Vient la Révolution française et avec elle la Terreur, de septembre 1793 à juillet 1794. Le fort est alors transformé en prison. Des partisans de la Terreur y sont enfermés, avant d'être déportés en Cayenne : Jean-Marie Collot d’Herbois, Jacques-Nicolas Billaud-Varenne et Bertrand Barère.
Le fort demeure une prison durant les décennies suivantes. Lors de la guerre de Crimée (1853-1856), des prisonniers autrichiens y sont détenus. Puis, pendant la Première Guerre mondiale, on y enferme des soldats allemands. À partir de 1940, des résistants français sont emprisonnés au fort d’Oléron.
Les affres de la Seconde Guerre Mondiale
Lors de l’invasion allemande en mai 1940, le fort d’Oléron subit plusieurs dommages. À partir de l’armistice de 1940, il tombe aux mains de la Wehrmacht, l’armée allemande, qui l'utilise comme prison militaire. Le fort fait alors partie de la ligne de défense du Mur de l’Atlantique.
Un premier débarquement a lieu sur les plages de Normandie le 6 juin 1944, annonçant la libération de la France. Les Allemands sont continuellement repoussés vers leurs arrières. Ils créent des poches de résistance dans le secteur de La Rochelle, englobant les îles de Ré et d’Oléron, où se déroulent plusieurs combats avec les Forces Françaises de l'Intérieur.

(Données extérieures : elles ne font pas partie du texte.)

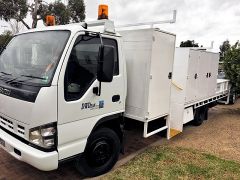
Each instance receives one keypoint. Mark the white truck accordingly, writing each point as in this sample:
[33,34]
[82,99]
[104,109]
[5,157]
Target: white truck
[65,90]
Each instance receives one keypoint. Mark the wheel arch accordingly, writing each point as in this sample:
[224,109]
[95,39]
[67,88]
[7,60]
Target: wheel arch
[114,122]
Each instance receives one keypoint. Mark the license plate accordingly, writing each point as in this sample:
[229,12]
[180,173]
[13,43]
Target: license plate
[2,142]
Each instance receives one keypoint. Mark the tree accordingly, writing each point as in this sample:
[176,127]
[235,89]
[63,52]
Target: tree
[231,63]
[14,9]
[5,38]
[224,48]
[18,9]
[77,10]
[16,26]
[189,43]
[58,9]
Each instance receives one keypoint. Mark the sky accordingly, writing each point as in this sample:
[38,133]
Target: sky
[200,20]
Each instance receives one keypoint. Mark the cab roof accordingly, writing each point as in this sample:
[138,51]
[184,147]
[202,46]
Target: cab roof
[100,26]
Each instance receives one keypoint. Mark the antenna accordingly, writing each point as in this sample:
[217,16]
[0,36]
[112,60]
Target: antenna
[203,48]
[171,21]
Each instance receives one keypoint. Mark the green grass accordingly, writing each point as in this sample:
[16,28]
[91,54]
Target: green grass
[176,163]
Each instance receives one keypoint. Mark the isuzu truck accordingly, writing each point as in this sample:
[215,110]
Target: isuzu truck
[65,92]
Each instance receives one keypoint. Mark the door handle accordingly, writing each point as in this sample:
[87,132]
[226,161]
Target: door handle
[115,98]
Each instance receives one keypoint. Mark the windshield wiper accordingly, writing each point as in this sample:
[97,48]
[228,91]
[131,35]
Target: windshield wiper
[33,77]
[5,74]
[29,76]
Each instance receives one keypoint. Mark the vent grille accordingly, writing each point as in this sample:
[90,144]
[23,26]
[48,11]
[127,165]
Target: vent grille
[6,123]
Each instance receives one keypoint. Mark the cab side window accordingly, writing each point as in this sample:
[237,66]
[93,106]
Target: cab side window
[82,66]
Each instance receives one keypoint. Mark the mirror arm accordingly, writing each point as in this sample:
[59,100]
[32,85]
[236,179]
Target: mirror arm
[99,89]
[100,83]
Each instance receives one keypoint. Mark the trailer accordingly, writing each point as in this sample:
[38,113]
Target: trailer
[195,87]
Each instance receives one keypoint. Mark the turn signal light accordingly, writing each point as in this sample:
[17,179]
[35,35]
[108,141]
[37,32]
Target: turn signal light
[50,20]
[103,11]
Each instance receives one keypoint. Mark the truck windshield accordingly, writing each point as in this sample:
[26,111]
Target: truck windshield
[33,57]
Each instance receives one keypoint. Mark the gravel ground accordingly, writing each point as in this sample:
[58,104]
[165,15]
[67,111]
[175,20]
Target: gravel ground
[219,135]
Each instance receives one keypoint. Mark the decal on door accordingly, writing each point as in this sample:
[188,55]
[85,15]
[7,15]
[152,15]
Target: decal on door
[92,106]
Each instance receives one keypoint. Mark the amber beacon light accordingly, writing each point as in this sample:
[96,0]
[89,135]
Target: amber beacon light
[50,20]
[103,11]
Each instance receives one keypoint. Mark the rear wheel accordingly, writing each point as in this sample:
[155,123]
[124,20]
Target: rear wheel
[232,99]
[101,153]
[200,115]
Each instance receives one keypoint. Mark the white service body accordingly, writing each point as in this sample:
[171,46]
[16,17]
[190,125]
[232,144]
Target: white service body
[149,55]
[194,84]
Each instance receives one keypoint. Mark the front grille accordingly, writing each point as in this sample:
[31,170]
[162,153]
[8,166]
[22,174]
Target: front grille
[6,123]
[9,125]
[21,130]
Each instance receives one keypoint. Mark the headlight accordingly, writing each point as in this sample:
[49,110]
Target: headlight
[44,136]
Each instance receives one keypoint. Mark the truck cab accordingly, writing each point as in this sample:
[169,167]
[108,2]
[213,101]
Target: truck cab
[62,96]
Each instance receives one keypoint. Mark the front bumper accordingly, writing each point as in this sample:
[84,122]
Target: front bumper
[45,161]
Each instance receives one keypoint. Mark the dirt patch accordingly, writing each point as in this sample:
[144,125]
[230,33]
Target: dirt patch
[219,135]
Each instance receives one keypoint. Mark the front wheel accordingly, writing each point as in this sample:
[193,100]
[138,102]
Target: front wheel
[101,153]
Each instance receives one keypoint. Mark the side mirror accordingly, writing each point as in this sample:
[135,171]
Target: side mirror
[105,63]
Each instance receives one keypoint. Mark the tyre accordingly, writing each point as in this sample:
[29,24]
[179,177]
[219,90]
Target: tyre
[101,153]
[199,116]
[232,99]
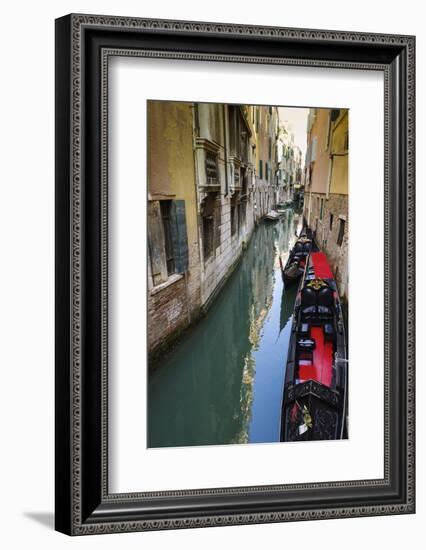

À partir du printemps 1945, le général de Larminat est chargé de planifier l’opération Jupiter qui doit libérer l’île d’Oléron, troisième et dernier débarquement allié en France. Au terme de bombardements meurtriers sur l’île, il débarque avec ses troupes le 30 avril 1945. Oléron est libre, mais le fort est quasiment détruit.
Restaurée dans les années 1960 puis dans les années 1980, la fière silhouette de la citadelle d’Oléron surplombe aujourd’hui l’océan Atlantique. Elle abrite des spectacles musicaux et vivants, ainsi que des visites nocturnes, pour plonger dans le glorieux passé du fort.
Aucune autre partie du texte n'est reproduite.